Saddam committed many acts which qualified as casus belli. We literally could take our pick. These include documented cases of Saddam sheltering terrorists who had killed US citizens, cases of Saddam subsidizxing suicide bomber attacks on a US ally, Saddam shooting at US planes flying in the "no fly zone", and many more.

You say we shouldn't have invaded Iraq. Does that mean we should have invaded Pakistan? That is, after all, where most people think Bin Laden is hiding out, right?

From my perspective, we've made one big foreign policy mistake over the past 60 years. We've tried to be friends with everybody, instead of making them try to be friends with us.

moosenose 06-29-2005 01:40 AM

Quote:

Originally Posted by pan6467
There is no middle ground, no debate, no trying to discuss and find compromise for the good off all...... which is healthy and forward moving for all.

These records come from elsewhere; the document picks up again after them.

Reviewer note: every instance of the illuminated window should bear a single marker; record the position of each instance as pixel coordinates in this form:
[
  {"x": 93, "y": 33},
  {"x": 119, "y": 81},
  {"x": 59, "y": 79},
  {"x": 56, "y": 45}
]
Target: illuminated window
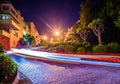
[{"x": 5, "y": 7}]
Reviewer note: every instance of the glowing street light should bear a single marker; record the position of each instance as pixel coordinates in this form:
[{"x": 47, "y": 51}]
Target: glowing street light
[{"x": 45, "y": 38}]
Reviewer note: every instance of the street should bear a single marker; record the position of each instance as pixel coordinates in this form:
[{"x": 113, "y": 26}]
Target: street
[{"x": 47, "y": 72}]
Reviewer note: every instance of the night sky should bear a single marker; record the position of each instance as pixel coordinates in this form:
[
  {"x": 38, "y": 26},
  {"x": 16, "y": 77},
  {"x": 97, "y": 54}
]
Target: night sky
[{"x": 49, "y": 15}]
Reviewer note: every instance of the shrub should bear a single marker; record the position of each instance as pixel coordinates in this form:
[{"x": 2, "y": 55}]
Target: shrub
[
  {"x": 87, "y": 47},
  {"x": 8, "y": 69},
  {"x": 81, "y": 49},
  {"x": 99, "y": 48},
  {"x": 113, "y": 47}
]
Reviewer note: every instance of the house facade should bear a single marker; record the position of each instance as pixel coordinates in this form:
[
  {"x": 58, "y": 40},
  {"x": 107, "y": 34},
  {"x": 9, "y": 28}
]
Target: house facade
[{"x": 13, "y": 26}]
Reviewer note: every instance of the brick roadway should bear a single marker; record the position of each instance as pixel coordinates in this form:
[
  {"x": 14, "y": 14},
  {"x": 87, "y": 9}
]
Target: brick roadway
[{"x": 41, "y": 72}]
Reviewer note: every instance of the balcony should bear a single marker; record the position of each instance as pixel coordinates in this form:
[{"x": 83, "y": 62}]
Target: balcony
[
  {"x": 9, "y": 24},
  {"x": 4, "y": 33}
]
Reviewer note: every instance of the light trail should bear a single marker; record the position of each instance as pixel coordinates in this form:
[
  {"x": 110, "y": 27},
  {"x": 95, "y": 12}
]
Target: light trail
[{"x": 60, "y": 57}]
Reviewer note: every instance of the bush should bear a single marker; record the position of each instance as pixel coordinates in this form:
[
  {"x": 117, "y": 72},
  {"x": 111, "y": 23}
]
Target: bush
[
  {"x": 8, "y": 69},
  {"x": 113, "y": 47},
  {"x": 81, "y": 49},
  {"x": 99, "y": 48}
]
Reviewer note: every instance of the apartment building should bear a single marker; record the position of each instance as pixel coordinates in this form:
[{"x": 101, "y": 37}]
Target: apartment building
[
  {"x": 34, "y": 32},
  {"x": 13, "y": 26}
]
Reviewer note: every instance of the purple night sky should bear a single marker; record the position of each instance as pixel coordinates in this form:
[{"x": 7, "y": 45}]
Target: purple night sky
[{"x": 49, "y": 14}]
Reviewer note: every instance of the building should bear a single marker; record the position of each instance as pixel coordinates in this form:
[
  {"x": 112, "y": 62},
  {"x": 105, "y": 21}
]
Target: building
[
  {"x": 13, "y": 26},
  {"x": 34, "y": 32}
]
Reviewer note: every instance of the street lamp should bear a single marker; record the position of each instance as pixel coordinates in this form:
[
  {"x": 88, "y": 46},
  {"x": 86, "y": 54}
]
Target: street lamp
[
  {"x": 57, "y": 33},
  {"x": 45, "y": 38}
]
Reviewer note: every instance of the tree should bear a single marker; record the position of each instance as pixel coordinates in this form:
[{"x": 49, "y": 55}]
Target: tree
[
  {"x": 83, "y": 33},
  {"x": 97, "y": 27},
  {"x": 86, "y": 16}
]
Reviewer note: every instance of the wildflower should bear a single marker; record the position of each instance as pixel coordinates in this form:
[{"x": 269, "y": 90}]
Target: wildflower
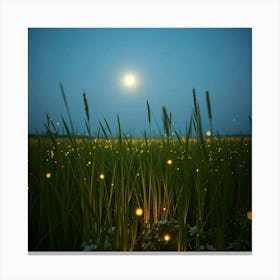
[
  {"x": 169, "y": 162},
  {"x": 139, "y": 212},
  {"x": 249, "y": 215}
]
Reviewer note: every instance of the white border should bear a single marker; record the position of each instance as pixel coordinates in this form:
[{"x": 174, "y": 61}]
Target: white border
[{"x": 17, "y": 16}]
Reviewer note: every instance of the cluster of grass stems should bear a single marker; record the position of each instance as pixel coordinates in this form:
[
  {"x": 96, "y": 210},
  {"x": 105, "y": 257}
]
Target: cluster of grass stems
[{"x": 80, "y": 188}]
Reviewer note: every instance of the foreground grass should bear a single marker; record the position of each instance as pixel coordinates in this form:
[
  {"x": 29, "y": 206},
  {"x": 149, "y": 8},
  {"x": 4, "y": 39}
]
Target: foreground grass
[{"x": 124, "y": 194}]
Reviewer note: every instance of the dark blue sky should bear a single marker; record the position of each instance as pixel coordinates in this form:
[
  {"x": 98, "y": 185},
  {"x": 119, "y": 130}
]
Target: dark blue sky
[{"x": 167, "y": 63}]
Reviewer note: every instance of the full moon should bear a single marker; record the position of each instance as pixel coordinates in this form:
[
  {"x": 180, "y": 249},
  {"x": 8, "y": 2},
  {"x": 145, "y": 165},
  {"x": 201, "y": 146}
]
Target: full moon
[{"x": 129, "y": 80}]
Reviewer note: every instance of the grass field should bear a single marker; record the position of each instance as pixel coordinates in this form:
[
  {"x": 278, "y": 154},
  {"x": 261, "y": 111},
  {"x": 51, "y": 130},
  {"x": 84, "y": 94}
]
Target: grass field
[{"x": 187, "y": 192}]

That's because we have been down that road many, many, MANY times before. The Gun Control Act of 1968, an excellent example of this, was supposed to be the "Be-all, End-all" gun control law. We compromised, with the promise from the anti gunners that they would stop demanding things from us. As soon as it passed, what happened? They started demanding more from us. For a very long time, the Liberals have been expecting the Conservatives to bend over and take it with a smile. Now that the Conservatives are using the same tactics back towards the liberals, the liberals have their panties in a bunch. The Liberals foist off the likes of Teddy Kennedy and John Kerry on us, claiming that they are mainstream when they are in reality extremists of the very worst sort, and then can't understand why "Middle America" tells them to fuck off. Liberals scream "Free Speech!" and claim constitutional protection for what the rest of the country sees as criminal acts. What Liberals call acts of "Civil Disobedience", the rest of us call "felonies". And what the older generation of "liberals" call "mentoring the next generation", the rest of us simply call "conspiracy to violate the law".